Venkata Manem, Applied Math, University of Waterloo
Several scientific and technological advancements in radiation oncology have resulted in dramatic improvements in dose conformity and delivery to the target volumes using external beam radiation therapy (EBRT). However, radiation therapy acts as a double-edged sword leading to drastic side-effects, one of them being secondary malignant neoplasms in cancer survivors. The latency time for the occurrence of second cancers is around 10-20 years. Therefore, it is very important to evaluate the risks associated with various types of clinically relevant radiation treatment protocols, to minimize the second cancer risks to critical structures without impairing treatment to the primary tumor volume. A widely used biologically motivated model (known as the initiation-inactivation-proliferation model) with heterogeneous dose volume distributions of Hodgkin's lymphoma survivors is used to evaluate the excess relative risks (ERR). There has been a paradigm shift in radiation therapy from purely photon therapy to other particle therapies in cancer treatments. The extension of the model to include the dependence of linear energy transfer (LET) on the radio-biological parameters and mutation rate for charged particle therapy is discussed. Due to the increase in the use of combined modality regimens to treat several cancers, it is extremely important to evaluate the second cancer risks associated with these anti-cancer therapies. The extension of the model to include chemotherapy induced effects is also discussed. There have been several clinical studies on early and late relapses of cancerous tumors. A tumor control probability (TCP) model with recurrence dynamics in conjunction with the second cancer model is developed in order to enable design of efficient radiation regimens to increase the tumor control probability and relapse time, and at the same time decrease secondary cancer risks.
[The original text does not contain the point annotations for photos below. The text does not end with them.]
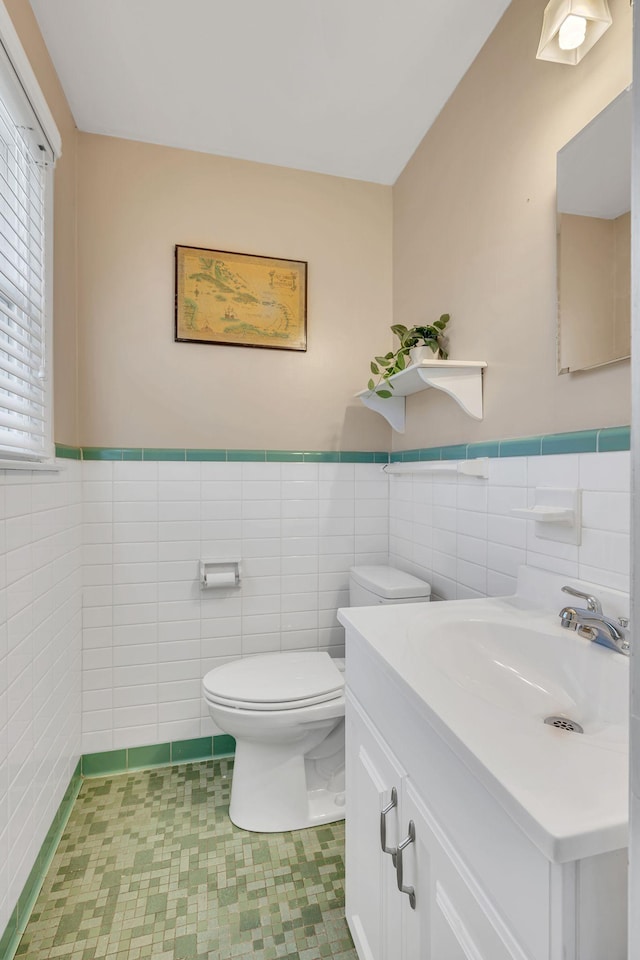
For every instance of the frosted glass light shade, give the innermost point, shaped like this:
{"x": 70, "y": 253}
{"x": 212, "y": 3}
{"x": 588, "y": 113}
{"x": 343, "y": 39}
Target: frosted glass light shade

Evolutionary dynamics has played an important role in modeling cancer progression of primary cancers. Spatial models of evolutionary dynamics are considered to be more appropriate to understand cancer progression for obvious reasons. In this context, a spatial evolutionary framework on lattices and unstructured meshes is developed to investigate the effect of cellular motility on the fixation probability. In the later part of this work, this model is extended to incorporate random fitness distributions into the lattices to explore the dynamics of invasion probability in the presence and absence of migration.